世の中に稼げる職業は沢山ある。才能と努力が必要な
ことも多々あるが。代表的な物にプロスポーツ選手が挙げられる。子供の頃か自分の夢を疑わず邁進して行った先に栄光と其れに似合うだけの富が手に入る。自分で会社を起こすのもいいだろう。親が資産家だったら親の資産を受け継いで管理するのも立派な仕事だ。
俺の場合も凄いぞ。3Kなんて目じゃないからな。なんせ命懸けだし。遊んで暮らせるだけの稼ぎは得たはずだか、契約で今の仕事を辞める事が出来ない。その契約書にサインするに至った経緯を今から話す。十五年前俺が18歳の高校三年の夏休みの夜に拉致られた。
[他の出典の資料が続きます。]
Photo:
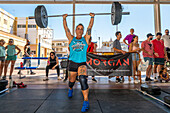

両親共々小さな町工場を営んでいたが、経営に失敗して多額の借金が出来た。両親は夜逃げの資金欲しさに俺を売ったって訳。泣けるだろ。拉致れた先が普通の会社事務所で3人の男女が居た。男性2名女性1名。年嵩の男性が其々の役職を説明してくれた。私が君の両親の債権を買い取った。君をエスコートして来たのは、私の私設弁護士の沢木君だ。そして女性の方は私の愛人の佳ちゃん。佳ちゃんの周りの温度が2度下がる気配を感じたが今は其れついて話す事ではないだろう。私が彼等の雇い主で私が君の債権者。君は両親の借金を返す為に高校を中退してアメリカにある潜水士の養成学校に入学してもらいたい。無論向こうでの滞在費 授業料はこちらで持つ。君の身分は私の会社の社員として研修の為の渡米と云う事だ。普通の人の生涯賃金の何倍もの借金を背負って人生をすり減らすか、私の会社に入って借金を返すか。選択は君に任す。君の実家は今は更地に成っている頃だろう。私の会社の独身寮があるので、其処で良く考えて返答してくれたまえ。自分に選択しなど無いのでその場アメリカ行きを了承した。パスポートなど沢木弁護士が実家から運び出していたので、出発は明後日に決まり今晩はその会社の寮に泊まることになった。
冗談じゃない拉致られてアメリカに強制的に送られて、潜水士にさせられるなんて真っ平御免だ。逃げ出すなら今晩しかない。人を拉致監禁強制連行する連中にまともな人などいない。油断させせ逃げ出す他はない。今晩中に警察に逃げ込んで保護してもらおう。年嵩の男が思い出した様に沢木弁護士に命令した。「沢木君 例の処置を。彼に現実と云う物を教えてあげてくれ。」沢木弁護士は音も無く背後から近づくと俺の首筋に針が刺さる感覚が感じられると共に意識を失った。